Daft was designed with the following principles in mind:

  1. Any Data: Beyond the usual strings/numbers/dates, Daft columns can also hold complex or nested multimodal data such as Images, Embeddings and Python objects efficiently with it’s Arrow based memory representation. Ingestion and basic transformations of multimodal data is extremely easy and performant in Daft.

  2. Interactive Computing: Daft is built for the interactive developer experience through notebooks or REPLs - intelligent caching/query optimizations accelerates your experimentation and data exploration.
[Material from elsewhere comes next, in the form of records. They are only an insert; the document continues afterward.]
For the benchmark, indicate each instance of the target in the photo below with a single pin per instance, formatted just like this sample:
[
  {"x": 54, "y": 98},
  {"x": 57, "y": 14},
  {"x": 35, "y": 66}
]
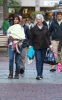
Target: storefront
[{"x": 27, "y": 12}]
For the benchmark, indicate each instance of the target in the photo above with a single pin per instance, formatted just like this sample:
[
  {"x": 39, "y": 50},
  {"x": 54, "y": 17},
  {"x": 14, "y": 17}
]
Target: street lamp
[{"x": 60, "y": 2}]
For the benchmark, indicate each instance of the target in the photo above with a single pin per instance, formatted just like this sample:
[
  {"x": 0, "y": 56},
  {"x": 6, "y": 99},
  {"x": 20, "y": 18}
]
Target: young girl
[
  {"x": 16, "y": 31},
  {"x": 12, "y": 52}
]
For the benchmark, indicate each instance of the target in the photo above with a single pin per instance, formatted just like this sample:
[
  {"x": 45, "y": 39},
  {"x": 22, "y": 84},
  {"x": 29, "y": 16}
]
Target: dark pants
[
  {"x": 40, "y": 55},
  {"x": 12, "y": 54}
]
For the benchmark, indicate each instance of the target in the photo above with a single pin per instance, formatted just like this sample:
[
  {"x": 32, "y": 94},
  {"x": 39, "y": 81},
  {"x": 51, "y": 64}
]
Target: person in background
[
  {"x": 40, "y": 41},
  {"x": 25, "y": 44},
  {"x": 20, "y": 17},
  {"x": 11, "y": 21},
  {"x": 30, "y": 24},
  {"x": 13, "y": 53},
  {"x": 5, "y": 26},
  {"x": 47, "y": 21},
  {"x": 56, "y": 31},
  {"x": 60, "y": 51}
]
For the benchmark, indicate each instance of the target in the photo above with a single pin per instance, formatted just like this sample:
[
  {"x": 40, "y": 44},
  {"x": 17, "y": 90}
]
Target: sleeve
[
  {"x": 51, "y": 28},
  {"x": 32, "y": 37},
  {"x": 27, "y": 32},
  {"x": 48, "y": 37}
]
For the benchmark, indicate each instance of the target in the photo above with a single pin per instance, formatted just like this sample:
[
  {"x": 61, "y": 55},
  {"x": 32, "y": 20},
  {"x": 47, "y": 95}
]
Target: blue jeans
[
  {"x": 40, "y": 55},
  {"x": 12, "y": 54},
  {"x": 4, "y": 32}
]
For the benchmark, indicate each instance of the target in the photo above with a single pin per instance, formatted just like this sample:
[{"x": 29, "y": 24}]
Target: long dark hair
[{"x": 17, "y": 17}]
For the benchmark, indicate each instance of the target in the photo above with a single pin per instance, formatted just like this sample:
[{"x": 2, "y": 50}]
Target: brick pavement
[
  {"x": 30, "y": 92},
  {"x": 27, "y": 87}
]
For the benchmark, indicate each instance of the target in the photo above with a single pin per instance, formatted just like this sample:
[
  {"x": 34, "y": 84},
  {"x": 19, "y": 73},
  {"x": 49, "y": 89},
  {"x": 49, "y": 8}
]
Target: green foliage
[
  {"x": 38, "y": 12},
  {"x": 1, "y": 2},
  {"x": 15, "y": 4}
]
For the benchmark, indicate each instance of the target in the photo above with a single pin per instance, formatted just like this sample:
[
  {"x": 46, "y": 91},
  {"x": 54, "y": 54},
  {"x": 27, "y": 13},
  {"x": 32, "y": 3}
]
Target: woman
[
  {"x": 40, "y": 41},
  {"x": 13, "y": 53}
]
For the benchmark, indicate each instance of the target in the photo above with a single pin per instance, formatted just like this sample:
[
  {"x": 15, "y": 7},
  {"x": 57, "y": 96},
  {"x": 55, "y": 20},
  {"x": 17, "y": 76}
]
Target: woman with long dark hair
[{"x": 13, "y": 53}]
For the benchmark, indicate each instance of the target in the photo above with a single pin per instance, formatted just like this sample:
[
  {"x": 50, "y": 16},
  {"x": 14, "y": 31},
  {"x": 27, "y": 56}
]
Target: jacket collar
[{"x": 37, "y": 28}]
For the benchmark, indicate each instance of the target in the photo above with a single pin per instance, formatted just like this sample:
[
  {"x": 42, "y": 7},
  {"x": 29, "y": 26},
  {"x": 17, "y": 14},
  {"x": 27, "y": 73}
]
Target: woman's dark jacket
[
  {"x": 56, "y": 30},
  {"x": 60, "y": 44},
  {"x": 27, "y": 34},
  {"x": 39, "y": 37}
]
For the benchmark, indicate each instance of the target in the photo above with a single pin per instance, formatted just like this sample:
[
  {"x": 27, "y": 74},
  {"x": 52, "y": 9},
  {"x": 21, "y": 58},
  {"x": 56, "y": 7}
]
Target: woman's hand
[{"x": 59, "y": 51}]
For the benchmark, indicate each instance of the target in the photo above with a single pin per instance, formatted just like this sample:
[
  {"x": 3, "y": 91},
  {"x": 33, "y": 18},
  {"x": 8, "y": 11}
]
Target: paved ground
[{"x": 27, "y": 87}]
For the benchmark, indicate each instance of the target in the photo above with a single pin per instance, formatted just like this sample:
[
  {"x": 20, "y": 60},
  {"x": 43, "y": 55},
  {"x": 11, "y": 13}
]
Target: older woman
[{"x": 40, "y": 41}]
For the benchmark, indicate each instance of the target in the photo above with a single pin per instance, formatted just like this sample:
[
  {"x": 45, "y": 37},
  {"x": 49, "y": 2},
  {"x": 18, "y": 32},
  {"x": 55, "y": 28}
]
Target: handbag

  3. Distributed Computing: Some workloads can quickly outgrow your local laptop’s computational resources - Daft integrates natively with Ray for running dataframes on large clusters of machines with thousands of CPUs/GPUs.

Getting Started

Installation

Install Daft with pip install getdaft.

For more advanced installations (e.g. installing from source or with extra dependencies such as Ray and AWS utilities), please see our Installation Guide

Quickstart

Check out our 10-minute quickstart!

In this example, we load images from an AWS S3 bucket’s URLs and resize each image in the dataframe:

import daft

# Load a dataframe from filepaths in an S3 bucket
df = daft.from_glob_path("s3://daft-public-data/laion-sample-images/*")

# 1. Download column of image URLs as a column of bytes
# 2. Decode the column of bytes into a column of images
df = df.with_column("image", df["path"].url.download().image.decode())

# Resize each image into 32x32
df = df.with_column("resized", df["image"].image.resize(32, 32))

df.show(3)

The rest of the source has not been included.